3. The method of claim 1, wherein the label marking is performed on the resolved contrast label and the partition area, and then data equalization and data error correction processing are performed, wherein the error correction processing specifically includes the following steps:

according to the label and the area size information of each area, error correction processing is carried out to ensure the accuracy of the data set, and the main basis is as follows:

1) if the sizes of the table and the picture category are smaller than a certain threshold value, the noise interference is determined, and the area is discarded;

wherein copy _ num is the number of splices, round is rounding, avg _ width is the average picture length, width is the current picture width, and interval is the splice interval.
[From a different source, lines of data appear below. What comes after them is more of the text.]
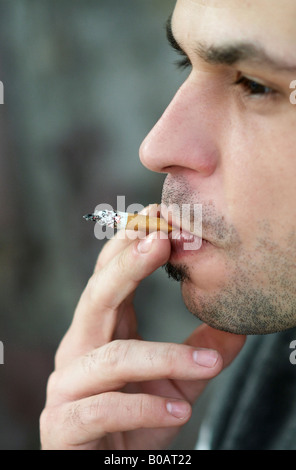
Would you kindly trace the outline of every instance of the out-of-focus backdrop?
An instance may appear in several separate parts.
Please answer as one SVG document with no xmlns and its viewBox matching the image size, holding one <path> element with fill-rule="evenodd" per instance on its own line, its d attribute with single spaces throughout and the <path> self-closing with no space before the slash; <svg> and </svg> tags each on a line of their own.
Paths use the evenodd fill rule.
<svg viewBox="0 0 296 470">
<path fill-rule="evenodd" d="M 104 243 L 82 215 L 160 200 L 138 149 L 184 79 L 165 38 L 174 3 L 0 0 L 1 449 L 39 449 L 54 353 Z M 147 339 L 198 326 L 161 269 L 136 302 Z M 194 447 L 198 419 L 175 448 Z"/>
</svg>

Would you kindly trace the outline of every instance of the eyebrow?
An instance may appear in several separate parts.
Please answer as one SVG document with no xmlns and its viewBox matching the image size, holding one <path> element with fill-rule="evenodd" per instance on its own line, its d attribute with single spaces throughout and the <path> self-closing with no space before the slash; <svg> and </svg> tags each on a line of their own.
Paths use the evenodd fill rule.
<svg viewBox="0 0 296 470">
<path fill-rule="evenodd" d="M 166 35 L 170 45 L 179 54 L 188 57 L 182 46 L 176 40 L 172 30 L 172 15 L 166 22 Z M 295 72 L 296 65 L 287 64 L 269 55 L 263 47 L 251 42 L 237 42 L 219 46 L 208 46 L 198 43 L 195 52 L 205 62 L 211 65 L 235 65 L 239 62 L 250 62 L 254 65 L 265 65 L 275 71 Z"/>
</svg>

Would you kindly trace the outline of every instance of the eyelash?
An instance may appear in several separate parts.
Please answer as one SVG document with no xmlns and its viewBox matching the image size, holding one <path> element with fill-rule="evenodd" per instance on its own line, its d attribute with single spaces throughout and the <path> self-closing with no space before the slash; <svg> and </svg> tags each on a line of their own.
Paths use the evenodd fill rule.
<svg viewBox="0 0 296 470">
<path fill-rule="evenodd" d="M 241 86 L 249 96 L 258 96 L 262 98 L 271 98 L 276 94 L 276 91 L 272 88 L 262 85 L 251 78 L 247 78 L 244 75 L 240 76 L 234 83 L 236 86 Z"/>
<path fill-rule="evenodd" d="M 183 56 L 181 59 L 176 61 L 176 66 L 180 70 L 186 70 L 189 67 L 191 67 L 191 62 L 187 56 Z M 262 85 L 261 83 L 258 83 L 255 80 L 245 77 L 244 75 L 241 75 L 234 82 L 234 85 L 242 87 L 249 96 L 257 96 L 257 97 L 260 96 L 262 98 L 271 98 L 276 94 L 276 91 L 273 90 L 272 88 L 266 85 Z"/>
</svg>

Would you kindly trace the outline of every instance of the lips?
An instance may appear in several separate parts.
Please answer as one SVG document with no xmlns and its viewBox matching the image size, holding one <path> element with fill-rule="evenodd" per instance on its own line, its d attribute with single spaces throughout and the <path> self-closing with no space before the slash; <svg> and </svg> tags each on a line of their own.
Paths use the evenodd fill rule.
<svg viewBox="0 0 296 470">
<path fill-rule="evenodd" d="M 182 229 L 173 230 L 170 234 L 172 248 L 177 251 L 196 251 L 202 247 L 202 238 Z"/>
</svg>

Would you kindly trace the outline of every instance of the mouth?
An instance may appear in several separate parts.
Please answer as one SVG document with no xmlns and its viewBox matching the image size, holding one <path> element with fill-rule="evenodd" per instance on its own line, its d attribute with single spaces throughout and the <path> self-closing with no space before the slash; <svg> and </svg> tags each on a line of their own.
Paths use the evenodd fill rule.
<svg viewBox="0 0 296 470">
<path fill-rule="evenodd" d="M 173 231 L 169 234 L 172 247 L 171 260 L 200 254 L 213 247 L 206 234 L 202 233 L 201 216 L 197 224 L 192 224 L 190 217 L 182 217 L 180 221 L 180 217 L 174 217 L 166 207 L 162 207 L 161 216 L 173 227 Z"/>
</svg>

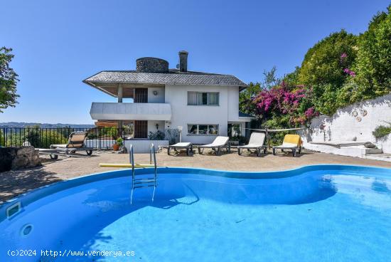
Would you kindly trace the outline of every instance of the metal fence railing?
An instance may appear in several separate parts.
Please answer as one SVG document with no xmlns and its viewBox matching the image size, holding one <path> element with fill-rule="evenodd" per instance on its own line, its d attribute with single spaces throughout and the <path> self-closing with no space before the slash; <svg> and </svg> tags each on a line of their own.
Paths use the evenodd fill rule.
<svg viewBox="0 0 391 262">
<path fill-rule="evenodd" d="M 50 145 L 66 144 L 73 132 L 87 132 L 85 145 L 97 149 L 112 147 L 118 137 L 124 140 L 133 139 L 133 127 L 93 127 L 93 128 L 41 128 L 41 127 L 1 127 L 0 146 L 21 147 L 23 142 L 29 142 L 36 148 L 50 148 Z M 170 143 L 178 140 L 179 132 L 167 129 L 158 140 L 169 140 Z"/>
</svg>

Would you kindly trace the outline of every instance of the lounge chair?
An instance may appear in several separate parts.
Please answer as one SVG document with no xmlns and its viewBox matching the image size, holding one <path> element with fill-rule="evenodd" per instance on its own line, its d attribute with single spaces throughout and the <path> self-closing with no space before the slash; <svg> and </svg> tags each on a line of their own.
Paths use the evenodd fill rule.
<svg viewBox="0 0 391 262">
<path fill-rule="evenodd" d="M 190 155 L 190 152 L 193 152 L 193 145 L 188 142 L 182 142 L 175 145 L 169 145 L 167 148 L 167 154 L 170 154 L 170 151 L 173 148 L 175 151 L 178 150 L 186 150 L 187 155 Z"/>
<path fill-rule="evenodd" d="M 292 150 L 292 154 L 296 157 L 296 152 L 301 154 L 301 138 L 299 135 L 285 135 L 282 145 L 273 147 L 273 154 L 276 154 L 276 150 Z"/>
<path fill-rule="evenodd" d="M 203 145 L 198 146 L 198 154 L 202 154 L 203 150 L 205 148 L 210 148 L 212 150 L 215 151 L 216 155 L 220 154 L 220 152 L 222 149 L 225 149 L 228 153 L 231 152 L 231 149 L 230 147 L 230 143 L 228 140 L 230 137 L 217 137 L 212 144 Z M 201 149 L 203 150 L 201 151 Z"/>
<path fill-rule="evenodd" d="M 38 149 L 40 154 L 48 154 L 50 158 L 56 159 L 58 154 L 70 156 L 77 151 L 85 151 L 87 155 L 92 154 L 92 148 L 87 147 L 84 143 L 87 132 L 73 132 L 69 135 L 67 144 L 50 145 L 50 149 Z"/>
<path fill-rule="evenodd" d="M 237 154 L 242 154 L 241 150 L 247 150 L 249 152 L 251 152 L 251 150 L 256 150 L 258 157 L 261 156 L 262 150 L 264 154 L 266 154 L 266 146 L 264 145 L 265 137 L 266 134 L 264 132 L 252 132 L 248 145 L 237 147 Z"/>
</svg>

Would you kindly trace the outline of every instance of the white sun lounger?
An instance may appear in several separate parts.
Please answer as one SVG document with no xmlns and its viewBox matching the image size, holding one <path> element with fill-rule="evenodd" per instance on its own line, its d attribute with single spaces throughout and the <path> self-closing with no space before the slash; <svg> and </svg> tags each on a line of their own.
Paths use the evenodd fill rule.
<svg viewBox="0 0 391 262">
<path fill-rule="evenodd" d="M 217 137 L 215 140 L 211 144 L 203 145 L 198 146 L 198 154 L 202 154 L 203 150 L 205 148 L 210 148 L 212 150 L 215 151 L 216 155 L 220 154 L 220 152 L 222 149 L 225 149 L 228 153 L 230 153 L 231 149 L 230 147 L 230 143 L 228 140 L 230 137 Z M 201 149 L 203 150 L 201 151 Z"/>
<path fill-rule="evenodd" d="M 170 155 L 170 150 L 173 148 L 175 151 L 178 150 L 186 150 L 187 155 L 190 155 L 190 152 L 193 152 L 193 145 L 188 142 L 182 142 L 175 145 L 169 145 L 167 148 L 167 154 Z"/>
<path fill-rule="evenodd" d="M 50 145 L 50 149 L 38 148 L 40 154 L 50 155 L 50 158 L 56 159 L 59 154 L 70 156 L 71 153 L 77 151 L 85 151 L 87 155 L 92 154 L 92 148 L 87 147 L 84 143 L 87 132 L 73 132 L 69 135 L 67 144 Z"/>
<path fill-rule="evenodd" d="M 266 154 L 266 146 L 264 145 L 265 137 L 266 134 L 264 132 L 252 132 L 250 137 L 248 145 L 237 147 L 237 154 L 242 154 L 240 150 L 247 150 L 249 152 L 251 152 L 251 150 L 256 150 L 257 155 L 260 157 L 262 149 L 264 154 Z"/>
</svg>

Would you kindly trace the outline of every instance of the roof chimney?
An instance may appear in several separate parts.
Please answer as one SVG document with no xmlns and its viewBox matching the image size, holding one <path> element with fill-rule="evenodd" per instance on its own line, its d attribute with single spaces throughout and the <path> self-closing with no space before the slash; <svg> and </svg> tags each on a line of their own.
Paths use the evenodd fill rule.
<svg viewBox="0 0 391 262">
<path fill-rule="evenodd" d="M 188 53 L 185 51 L 179 51 L 179 71 L 180 72 L 188 71 Z"/>
</svg>

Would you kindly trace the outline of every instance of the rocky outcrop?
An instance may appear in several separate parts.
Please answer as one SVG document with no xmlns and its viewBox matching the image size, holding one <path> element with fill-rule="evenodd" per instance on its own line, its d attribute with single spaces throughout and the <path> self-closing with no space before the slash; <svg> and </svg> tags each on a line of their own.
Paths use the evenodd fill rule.
<svg viewBox="0 0 391 262">
<path fill-rule="evenodd" d="M 41 165 L 38 151 L 33 147 L 0 147 L 0 172 Z"/>
</svg>

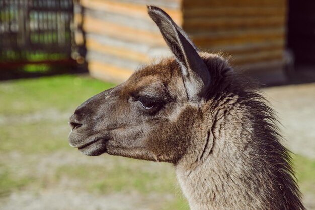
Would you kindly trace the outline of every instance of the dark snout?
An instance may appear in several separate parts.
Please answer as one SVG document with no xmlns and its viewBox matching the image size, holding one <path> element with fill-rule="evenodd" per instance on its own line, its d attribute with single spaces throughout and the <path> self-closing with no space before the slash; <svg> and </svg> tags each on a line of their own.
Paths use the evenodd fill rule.
<svg viewBox="0 0 315 210">
<path fill-rule="evenodd" d="M 110 138 L 104 129 L 106 110 L 110 109 L 113 89 L 99 93 L 80 106 L 69 118 L 71 130 L 70 145 L 87 155 L 99 155 L 106 152 Z"/>
</svg>

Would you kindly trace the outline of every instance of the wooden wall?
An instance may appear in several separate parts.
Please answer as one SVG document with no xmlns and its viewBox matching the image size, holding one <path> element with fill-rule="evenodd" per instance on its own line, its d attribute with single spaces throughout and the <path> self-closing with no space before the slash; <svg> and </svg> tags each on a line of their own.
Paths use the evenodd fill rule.
<svg viewBox="0 0 315 210">
<path fill-rule="evenodd" d="M 248 71 L 279 71 L 283 65 L 286 0 L 81 0 L 91 74 L 126 80 L 140 65 L 171 55 L 147 4 L 165 10 L 208 52 L 231 55 Z"/>
</svg>

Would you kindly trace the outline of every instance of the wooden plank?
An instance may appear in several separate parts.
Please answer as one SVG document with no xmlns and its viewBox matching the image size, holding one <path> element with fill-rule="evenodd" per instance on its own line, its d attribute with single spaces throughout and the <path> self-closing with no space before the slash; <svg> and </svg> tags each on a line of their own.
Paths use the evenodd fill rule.
<svg viewBox="0 0 315 210">
<path fill-rule="evenodd" d="M 189 7 L 285 7 L 286 0 L 183 0 L 183 8 Z"/>
<path fill-rule="evenodd" d="M 152 33 L 160 33 L 159 28 L 149 18 L 140 18 L 130 17 L 130 15 L 119 14 L 111 12 L 104 12 L 100 10 L 87 9 L 85 11 L 85 17 L 91 17 L 100 21 L 112 23 L 117 25 L 126 26 L 130 28 L 136 28 Z"/>
<path fill-rule="evenodd" d="M 89 62 L 88 68 L 93 77 L 114 82 L 121 82 L 125 81 L 133 73 L 133 71 L 129 69 L 119 68 L 94 61 Z"/>
<path fill-rule="evenodd" d="M 121 2 L 107 0 L 81 0 L 81 3 L 85 7 L 91 9 L 128 15 L 130 17 L 149 19 L 147 15 L 146 4 L 140 5 L 131 2 Z M 179 10 L 180 3 L 180 1 L 179 1 L 178 8 L 170 8 L 166 7 L 166 6 L 163 8 L 176 23 L 181 25 L 183 22 L 183 16 L 181 11 Z M 159 2 L 154 4 L 159 6 Z"/>
<path fill-rule="evenodd" d="M 282 28 L 285 25 L 284 16 L 269 17 L 230 17 L 186 19 L 183 28 L 187 32 L 221 31 L 225 29 Z"/>
<path fill-rule="evenodd" d="M 219 8 L 211 6 L 197 6 L 196 7 L 184 8 L 183 16 L 184 20 L 190 18 L 226 17 L 252 17 L 269 16 L 285 16 L 285 7 L 235 7 L 226 5 Z"/>
<path fill-rule="evenodd" d="M 112 55 L 117 57 L 124 58 L 124 59 L 143 63 L 150 60 L 150 58 L 145 53 L 131 51 L 128 49 L 117 46 L 102 44 L 91 39 L 86 40 L 86 46 L 88 50 L 95 51 L 105 55 Z"/>
<path fill-rule="evenodd" d="M 283 59 L 283 51 L 282 50 L 273 51 L 263 51 L 255 53 L 242 53 L 241 54 L 231 55 L 232 59 L 231 63 L 236 65 L 242 65 L 246 63 L 253 63 L 262 61 L 279 60 Z"/>
<path fill-rule="evenodd" d="M 144 43 L 151 45 L 158 46 L 166 45 L 163 38 L 159 33 L 153 33 L 136 28 L 120 26 L 90 17 L 85 18 L 83 28 L 84 31 L 88 33 L 119 37 L 131 42 L 141 40 Z"/>
</svg>

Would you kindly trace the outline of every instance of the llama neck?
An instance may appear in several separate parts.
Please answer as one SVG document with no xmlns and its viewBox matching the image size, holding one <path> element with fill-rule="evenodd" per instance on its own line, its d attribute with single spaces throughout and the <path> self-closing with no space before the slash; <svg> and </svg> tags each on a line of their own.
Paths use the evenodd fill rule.
<svg viewBox="0 0 315 210">
<path fill-rule="evenodd" d="M 303 209 L 286 150 L 250 121 L 230 112 L 175 165 L 192 210 Z"/>
</svg>

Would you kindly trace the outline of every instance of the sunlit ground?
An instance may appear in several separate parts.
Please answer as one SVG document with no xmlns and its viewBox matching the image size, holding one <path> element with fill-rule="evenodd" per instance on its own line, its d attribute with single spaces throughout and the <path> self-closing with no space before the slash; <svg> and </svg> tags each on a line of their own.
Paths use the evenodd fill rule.
<svg viewBox="0 0 315 210">
<path fill-rule="evenodd" d="M 77 76 L 0 83 L 0 209 L 189 209 L 171 165 L 108 155 L 88 157 L 69 146 L 67 120 L 75 108 L 114 86 Z M 307 142 L 314 141 L 310 139 L 313 133 L 303 130 L 310 129 L 307 121 L 312 119 L 315 125 L 315 116 L 301 107 L 290 108 L 292 95 L 285 97 L 285 89 L 264 91 L 289 128 L 284 132 L 289 139 L 286 144 L 297 153 L 293 160 L 301 190 L 308 209 L 315 209 L 315 158 L 313 144 Z M 300 103 L 309 97 L 296 94 Z M 303 112 L 311 120 L 300 122 L 298 113 Z"/>
</svg>

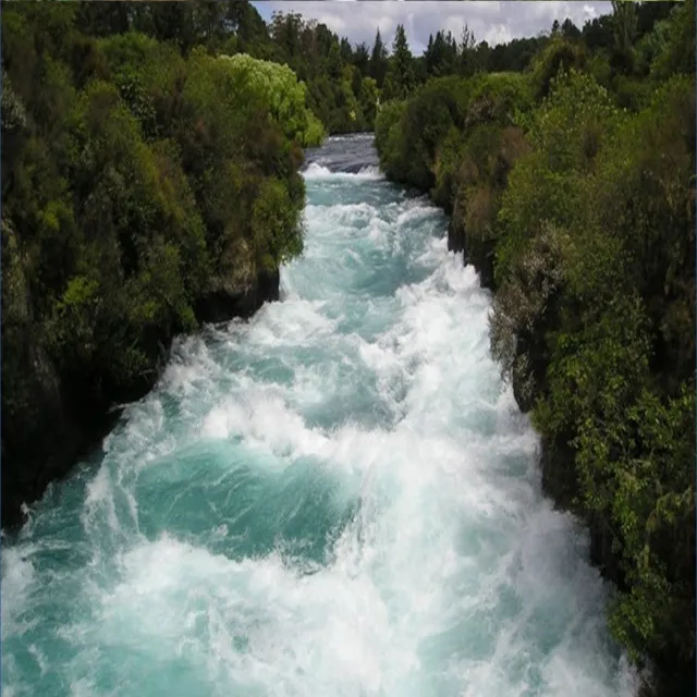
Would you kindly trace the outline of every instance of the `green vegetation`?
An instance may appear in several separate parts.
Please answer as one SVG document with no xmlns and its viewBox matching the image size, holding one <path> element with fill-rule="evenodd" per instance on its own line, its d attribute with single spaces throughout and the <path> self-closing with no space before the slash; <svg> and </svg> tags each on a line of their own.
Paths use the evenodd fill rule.
<svg viewBox="0 0 697 697">
<path fill-rule="evenodd" d="M 695 8 L 615 3 L 535 42 L 514 74 L 441 35 L 433 77 L 382 106 L 376 144 L 496 291 L 493 355 L 540 433 L 546 490 L 615 584 L 612 633 L 657 694 L 692 695 Z"/>
<path fill-rule="evenodd" d="M 223 52 L 262 45 L 248 5 L 182 5 L 3 7 L 3 524 L 303 249 L 307 87 Z"/>
</svg>

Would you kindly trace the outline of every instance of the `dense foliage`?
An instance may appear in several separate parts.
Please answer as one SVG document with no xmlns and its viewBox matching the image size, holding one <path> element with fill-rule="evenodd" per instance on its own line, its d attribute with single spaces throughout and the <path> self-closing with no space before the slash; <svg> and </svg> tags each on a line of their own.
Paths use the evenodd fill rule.
<svg viewBox="0 0 697 697">
<path fill-rule="evenodd" d="M 526 62 L 429 80 L 383 105 L 376 143 L 388 175 L 452 212 L 451 247 L 496 291 L 493 354 L 547 491 L 615 583 L 614 636 L 660 694 L 690 695 L 694 3 L 615 3 Z"/>
<path fill-rule="evenodd" d="M 302 147 L 325 133 L 288 66 L 88 5 L 2 12 L 3 522 L 176 332 L 302 252 Z"/>
</svg>

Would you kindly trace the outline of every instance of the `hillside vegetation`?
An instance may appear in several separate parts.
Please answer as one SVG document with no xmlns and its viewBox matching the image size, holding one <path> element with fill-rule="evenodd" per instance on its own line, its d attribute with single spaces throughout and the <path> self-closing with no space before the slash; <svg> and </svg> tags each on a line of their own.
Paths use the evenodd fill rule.
<svg viewBox="0 0 697 697">
<path fill-rule="evenodd" d="M 603 42 L 555 29 L 524 72 L 433 77 L 376 143 L 494 291 L 493 355 L 615 584 L 612 633 L 694 695 L 695 8 L 657 4 L 615 3 Z"/>
</svg>

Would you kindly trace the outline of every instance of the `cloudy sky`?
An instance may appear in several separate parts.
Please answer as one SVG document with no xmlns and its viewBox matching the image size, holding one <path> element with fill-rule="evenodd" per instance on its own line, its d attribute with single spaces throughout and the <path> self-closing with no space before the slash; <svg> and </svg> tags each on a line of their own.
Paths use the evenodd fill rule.
<svg viewBox="0 0 697 697">
<path fill-rule="evenodd" d="M 323 0 L 297 2 L 294 0 L 253 2 L 265 20 L 272 12 L 299 12 L 306 17 L 323 22 L 340 36 L 352 42 L 365 41 L 372 47 L 376 28 L 383 40 L 392 44 L 394 29 L 403 24 L 412 51 L 423 52 L 428 35 L 438 29 L 450 29 L 460 38 L 465 23 L 474 30 L 477 41 L 494 45 L 511 38 L 535 36 L 547 32 L 554 20 L 560 24 L 571 17 L 582 27 L 586 20 L 608 14 L 610 2 L 423 2 L 404 0 Z"/>
</svg>

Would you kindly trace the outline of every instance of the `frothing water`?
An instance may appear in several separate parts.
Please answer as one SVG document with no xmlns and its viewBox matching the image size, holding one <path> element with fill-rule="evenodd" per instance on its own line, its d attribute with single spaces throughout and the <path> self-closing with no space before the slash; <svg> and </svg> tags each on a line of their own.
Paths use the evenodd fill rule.
<svg viewBox="0 0 697 697">
<path fill-rule="evenodd" d="M 490 295 L 369 136 L 309 155 L 282 299 L 176 343 L 2 551 L 2 694 L 632 695 Z"/>
</svg>

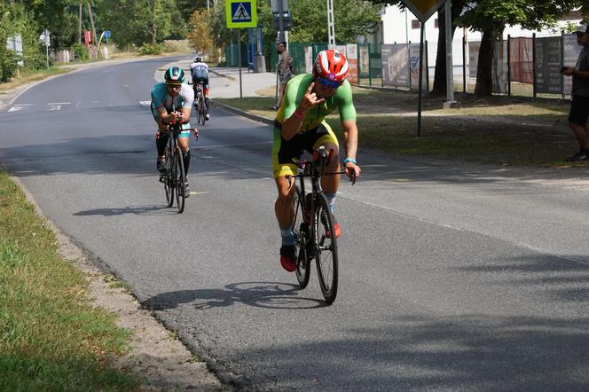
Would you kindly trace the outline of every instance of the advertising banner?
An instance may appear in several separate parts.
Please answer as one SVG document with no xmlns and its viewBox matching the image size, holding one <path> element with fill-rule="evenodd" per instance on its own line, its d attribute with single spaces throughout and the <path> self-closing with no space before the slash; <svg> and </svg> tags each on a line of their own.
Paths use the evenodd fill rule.
<svg viewBox="0 0 589 392">
<path fill-rule="evenodd" d="M 562 42 L 564 43 L 564 60 L 562 61 L 562 65 L 564 67 L 575 67 L 577 65 L 578 54 L 581 52 L 583 46 L 577 43 L 576 34 L 566 34 L 562 35 Z M 565 76 L 562 90 L 565 94 L 570 95 L 572 90 L 573 78 L 570 76 Z"/>
<path fill-rule="evenodd" d="M 409 48 L 405 44 L 381 45 L 382 84 L 409 87 Z"/>
<path fill-rule="evenodd" d="M 536 38 L 536 92 L 562 92 L 561 37 Z"/>
<path fill-rule="evenodd" d="M 423 51 L 425 51 L 425 45 L 423 46 Z M 428 67 L 428 59 L 424 57 L 423 64 L 421 65 L 421 72 L 423 72 L 423 79 L 421 81 L 421 87 L 425 90 L 428 87 L 427 80 L 427 67 Z M 411 88 L 414 90 L 419 90 L 420 88 L 420 44 L 412 43 L 409 45 L 409 67 L 411 68 Z"/>
<path fill-rule="evenodd" d="M 313 47 L 312 46 L 305 46 L 304 48 L 305 51 L 305 73 L 306 74 L 312 74 L 313 72 Z"/>
<path fill-rule="evenodd" d="M 507 41 L 499 41 L 495 45 L 493 56 L 493 67 L 491 71 L 493 79 L 493 92 L 507 93 Z"/>
<path fill-rule="evenodd" d="M 347 79 L 350 83 L 358 83 L 357 79 L 357 44 L 356 43 L 348 43 L 347 53 L 348 53 L 348 76 Z"/>
<path fill-rule="evenodd" d="M 359 66 L 360 66 L 360 77 L 370 77 L 370 49 L 368 45 L 359 45 Z"/>
<path fill-rule="evenodd" d="M 478 52 L 481 51 L 481 42 L 474 41 L 468 43 L 468 77 L 476 79 L 476 69 L 478 67 Z"/>
<path fill-rule="evenodd" d="M 533 41 L 531 38 L 511 38 L 509 61 L 512 82 L 534 82 Z"/>
</svg>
4. The two-way hybrid classification network of step 6 of claim 1, comprising the following:

step 6-1, taking the first 7 layers of the model trained in the step 4 as a two-dimensional feature extractor of the regional picture, and recording the two-dimensional feature extractor as a 2D CNNextractor, wherein the input of the feature extractor is a two-dimensional color regional picture;

step 6-2, using the first 7 layers of the model trained in step 5 as a one-dimensional feature extractor of the regional picture, which is recorded as 1D CNNextractor, and the input of the one-dimensional feature extractor is a one-dimensional vector;

and 6-3, the final classification network is a three-layer fully-connected network, but is different from the traditional fully-connected network, and has the specific characteristics that:

1) the full tie-layer of first layer divide into two layers that parallel, connects two feature extractor respectively, and wherein the number of nodes of connecting the layer of 1D CNNextractor is less relatively, and the number of nodes of connecting the layer of 2D CNN extraactor is more relatively, and the proportion is selected according to particular case, and selectable proportion is 1: 4, the number of nodes is 1024, and 4096 respectively;

two parallel full-connection layers of the first layer are connected to a uniform full-connection layer, the number of nodes can be 4096, then a full-connection layer with the same number as the types is connected in the following layer and used for outputting the type probability, and only the three layers are trained during training.